All companies I work with claim they want enthusiastic and engaged employees. Perhaps not a surprise when you see study after study demonstrating the link between employee engagement and financial performance. Yet some recent research by Gallup indicates that more than 70% of employees in the typical company are “not engaged” or “actively disengaged.”
What’s the reason for this failure? In my view, it comes down to a disconnect between how companies try to promote engagement and what truly inspires and motivates employees. Yet some companies such as Apple, Innocent, Zappos and Rackspace manage to buck these trends. What are their secrets?
1. Line managers lead the charge. It’s difficult for employees to be truly engaged if they don’t trust their bosses. That is why it is critical for managers to treat team engagement as a high priority, and why the directors cannot merely prescribe a solution. Instead, managers must have the responsibility and authority to earn the enthusiasm, energy, and commitment that signal deep employee engagement.
2. Managers learn how to have conversations with their team members. Not every manager is a natural at engaging employees, so they require training and coaching on how to encourage productive discussions with their team members.
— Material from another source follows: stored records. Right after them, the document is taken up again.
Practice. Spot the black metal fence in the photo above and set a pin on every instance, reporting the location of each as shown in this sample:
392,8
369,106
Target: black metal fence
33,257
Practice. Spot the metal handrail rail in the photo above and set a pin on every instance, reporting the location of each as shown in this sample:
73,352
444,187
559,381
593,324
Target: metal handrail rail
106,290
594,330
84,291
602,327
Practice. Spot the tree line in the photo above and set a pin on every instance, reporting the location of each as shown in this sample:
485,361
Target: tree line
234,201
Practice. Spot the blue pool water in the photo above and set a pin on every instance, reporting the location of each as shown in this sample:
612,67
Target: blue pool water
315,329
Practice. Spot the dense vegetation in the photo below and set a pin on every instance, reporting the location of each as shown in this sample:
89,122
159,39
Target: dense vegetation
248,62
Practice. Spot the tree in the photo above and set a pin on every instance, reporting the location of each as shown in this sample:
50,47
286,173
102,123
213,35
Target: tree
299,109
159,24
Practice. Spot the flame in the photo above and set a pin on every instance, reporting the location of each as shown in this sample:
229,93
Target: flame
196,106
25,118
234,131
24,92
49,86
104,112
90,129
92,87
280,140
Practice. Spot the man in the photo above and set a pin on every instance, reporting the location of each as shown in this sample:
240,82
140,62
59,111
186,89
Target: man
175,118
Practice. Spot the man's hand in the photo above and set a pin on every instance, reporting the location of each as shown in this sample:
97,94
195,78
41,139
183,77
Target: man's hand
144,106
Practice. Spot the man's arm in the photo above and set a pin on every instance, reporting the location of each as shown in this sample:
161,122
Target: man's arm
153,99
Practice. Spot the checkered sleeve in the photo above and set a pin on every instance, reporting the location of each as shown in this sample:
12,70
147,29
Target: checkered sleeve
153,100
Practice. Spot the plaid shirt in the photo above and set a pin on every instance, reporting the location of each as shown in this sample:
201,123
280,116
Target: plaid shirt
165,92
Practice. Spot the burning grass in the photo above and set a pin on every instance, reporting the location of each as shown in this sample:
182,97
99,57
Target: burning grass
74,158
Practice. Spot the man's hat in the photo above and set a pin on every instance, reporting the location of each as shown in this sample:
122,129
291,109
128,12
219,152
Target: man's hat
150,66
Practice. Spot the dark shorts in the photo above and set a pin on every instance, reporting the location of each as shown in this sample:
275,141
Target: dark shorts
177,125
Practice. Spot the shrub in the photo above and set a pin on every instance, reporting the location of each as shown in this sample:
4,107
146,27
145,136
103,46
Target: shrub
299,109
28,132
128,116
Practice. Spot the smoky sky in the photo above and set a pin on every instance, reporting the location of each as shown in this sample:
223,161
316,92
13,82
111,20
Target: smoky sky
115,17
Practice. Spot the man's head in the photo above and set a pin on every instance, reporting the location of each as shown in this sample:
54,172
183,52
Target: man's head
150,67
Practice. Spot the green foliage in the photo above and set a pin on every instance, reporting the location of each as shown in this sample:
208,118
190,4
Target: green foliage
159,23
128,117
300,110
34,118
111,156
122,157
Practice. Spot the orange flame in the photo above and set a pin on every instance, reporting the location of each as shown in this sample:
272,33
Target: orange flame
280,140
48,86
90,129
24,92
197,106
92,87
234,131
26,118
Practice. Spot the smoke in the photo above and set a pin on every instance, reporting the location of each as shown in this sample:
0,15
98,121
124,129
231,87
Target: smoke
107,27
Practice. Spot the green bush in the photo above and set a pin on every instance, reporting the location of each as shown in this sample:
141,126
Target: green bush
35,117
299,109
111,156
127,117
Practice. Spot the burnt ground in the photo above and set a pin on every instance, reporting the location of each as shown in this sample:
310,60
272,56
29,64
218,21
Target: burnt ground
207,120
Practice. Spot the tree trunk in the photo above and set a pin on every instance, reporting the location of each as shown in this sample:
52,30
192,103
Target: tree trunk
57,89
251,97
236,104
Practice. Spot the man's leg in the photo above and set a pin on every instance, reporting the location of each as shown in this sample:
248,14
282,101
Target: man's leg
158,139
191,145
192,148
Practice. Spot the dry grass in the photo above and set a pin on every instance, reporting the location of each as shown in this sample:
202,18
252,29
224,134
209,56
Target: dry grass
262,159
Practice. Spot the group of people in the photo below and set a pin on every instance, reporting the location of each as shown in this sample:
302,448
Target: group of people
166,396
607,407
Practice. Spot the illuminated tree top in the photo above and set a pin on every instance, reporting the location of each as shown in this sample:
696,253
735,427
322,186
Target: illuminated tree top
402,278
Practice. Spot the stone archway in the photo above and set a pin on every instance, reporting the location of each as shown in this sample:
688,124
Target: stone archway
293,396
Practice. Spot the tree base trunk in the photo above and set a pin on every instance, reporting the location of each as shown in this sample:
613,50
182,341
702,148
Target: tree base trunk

3. Conduct regular “pulse checks.” Short, frequent and anonymous surveys (as opposed to a long annual survey) give managers a better understanding of team dynamics and a sense of how the team believes customers’ experiences can be improved. What matters most, however, is not the metrics but the resulting dialogue.
4. Teams rally around the customer. The ‘front line’ employees know which aspects of the business annoy or delight customers. The companies that regularly earn high employee engagement tap that knowledge by asking employees how the company can earn more of their customers’ business and build their advocacy.
So this week, what can you do to improve employee engagement?